Planting Cars
A farmer had two Volkswagen Beetles, both of them white with spreading rust trim and not a running board between them. He’d interchanged their parts so many times in his efforts to keep at least one of them running, now, neither one would start. Their driving days were over. Hoping to find some cheap replacement parts, the farmer clomped out to get the morning paper, but found only a pamphlet someone had left beneath a stone on his porch:
LIFE IS AN ECHO: YOU REAP WHAT YOU SOW
“Must be a good day to plant cars then,” he said. But long after his laughter died, the idea remained, tenacious as a spider in its web. If he could coax corn from a field full of rocks, why not?
That settled it.
The farmer hitched the cars to his tractor, dragged them to a pasture where only stones and witch grass grew, and sprinkled a little manure for luck.

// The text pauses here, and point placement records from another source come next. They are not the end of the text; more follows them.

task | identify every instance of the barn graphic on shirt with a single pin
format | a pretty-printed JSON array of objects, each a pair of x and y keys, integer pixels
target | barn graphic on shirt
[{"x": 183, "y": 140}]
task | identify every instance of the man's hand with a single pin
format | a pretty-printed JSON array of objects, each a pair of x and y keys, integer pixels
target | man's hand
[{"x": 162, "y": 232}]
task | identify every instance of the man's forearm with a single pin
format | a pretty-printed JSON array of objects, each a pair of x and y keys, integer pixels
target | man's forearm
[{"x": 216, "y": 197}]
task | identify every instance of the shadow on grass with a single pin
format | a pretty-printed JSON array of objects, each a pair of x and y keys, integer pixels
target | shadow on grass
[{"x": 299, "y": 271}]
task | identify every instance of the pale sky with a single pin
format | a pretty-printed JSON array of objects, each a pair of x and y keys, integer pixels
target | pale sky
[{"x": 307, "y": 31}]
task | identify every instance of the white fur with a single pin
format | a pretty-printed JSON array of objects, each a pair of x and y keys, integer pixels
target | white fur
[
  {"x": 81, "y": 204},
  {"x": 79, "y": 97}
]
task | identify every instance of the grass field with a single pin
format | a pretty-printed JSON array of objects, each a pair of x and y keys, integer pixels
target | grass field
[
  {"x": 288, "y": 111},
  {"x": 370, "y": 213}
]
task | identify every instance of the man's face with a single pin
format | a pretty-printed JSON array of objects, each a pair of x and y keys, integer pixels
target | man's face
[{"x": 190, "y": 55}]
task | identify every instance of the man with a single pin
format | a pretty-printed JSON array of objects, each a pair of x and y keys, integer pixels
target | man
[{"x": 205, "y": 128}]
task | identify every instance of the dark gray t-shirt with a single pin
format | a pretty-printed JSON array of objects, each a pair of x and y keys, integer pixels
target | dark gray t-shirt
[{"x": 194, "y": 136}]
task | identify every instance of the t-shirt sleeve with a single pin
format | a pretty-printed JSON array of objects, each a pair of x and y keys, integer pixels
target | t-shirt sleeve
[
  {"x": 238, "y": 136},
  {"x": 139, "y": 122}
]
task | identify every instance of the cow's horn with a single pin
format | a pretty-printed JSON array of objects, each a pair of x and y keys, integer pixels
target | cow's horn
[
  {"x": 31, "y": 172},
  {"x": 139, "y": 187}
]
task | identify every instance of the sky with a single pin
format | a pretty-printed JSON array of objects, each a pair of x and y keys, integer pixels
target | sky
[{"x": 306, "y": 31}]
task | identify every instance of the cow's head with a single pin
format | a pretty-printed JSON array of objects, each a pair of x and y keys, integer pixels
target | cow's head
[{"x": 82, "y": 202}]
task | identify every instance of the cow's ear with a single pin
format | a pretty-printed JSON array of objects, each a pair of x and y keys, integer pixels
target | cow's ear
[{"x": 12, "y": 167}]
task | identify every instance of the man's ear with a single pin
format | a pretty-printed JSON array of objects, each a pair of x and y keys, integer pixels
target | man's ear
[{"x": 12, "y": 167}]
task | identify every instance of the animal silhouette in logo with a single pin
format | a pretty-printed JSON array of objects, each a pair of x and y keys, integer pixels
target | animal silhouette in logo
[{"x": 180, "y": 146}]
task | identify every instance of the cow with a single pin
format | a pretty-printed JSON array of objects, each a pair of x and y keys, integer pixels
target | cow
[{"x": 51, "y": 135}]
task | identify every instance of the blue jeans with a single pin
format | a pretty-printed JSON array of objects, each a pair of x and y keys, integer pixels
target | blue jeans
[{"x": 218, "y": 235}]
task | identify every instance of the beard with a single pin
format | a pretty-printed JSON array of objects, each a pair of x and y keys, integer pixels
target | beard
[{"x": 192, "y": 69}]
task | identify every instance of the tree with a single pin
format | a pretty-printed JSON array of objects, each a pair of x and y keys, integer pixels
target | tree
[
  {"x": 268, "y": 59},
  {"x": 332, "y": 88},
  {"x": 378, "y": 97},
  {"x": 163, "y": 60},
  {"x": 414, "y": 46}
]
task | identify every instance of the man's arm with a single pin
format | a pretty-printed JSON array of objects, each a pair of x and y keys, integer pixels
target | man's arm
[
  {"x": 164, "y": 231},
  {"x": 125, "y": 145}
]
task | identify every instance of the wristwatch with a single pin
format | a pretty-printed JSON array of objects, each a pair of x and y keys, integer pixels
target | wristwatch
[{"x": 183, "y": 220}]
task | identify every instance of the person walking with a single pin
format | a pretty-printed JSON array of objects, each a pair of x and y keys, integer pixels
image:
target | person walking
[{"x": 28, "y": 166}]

The cars, who had traveled each other’s distances through their shared parts, did not understand why their owner had abandoned them. The wind howled through their broken windows and the long, dried grass hissed through their rusted floorboards. Huddled together, they comforted each other through the long winter with the music of long silences, the memories of engines stalled, the ghosts of radiators past.
When spring came, a hundred gray spiders landed on the old cars’ hoods.
The spiders weren’t car shoppers but refugees, tiny aeronauts borne on the wind. Whisked away after the walls of their little world erupted, the vastness of the new world frightened them. When they landed on the cars, the spiders liked what they saw. Solid ground! Safe at last! Halleluiah!
The cars, thrilled to be useful again, welcomed the spider family. The spiders, having hatched from the same egg sac, were blood relatives, but neither they nor the cars minded. No problem in this world has ever been able to cite “inbred arachnid DNA” as its root cause. At night, the old cars sheltered the spiders from the wind and rain. In the morning, dewdrops caught in the spiders’ webs sparkled like a million tiny circus lights. The spiders, exceptional aerialists, performed gravity-defying feats to the cars’ delight.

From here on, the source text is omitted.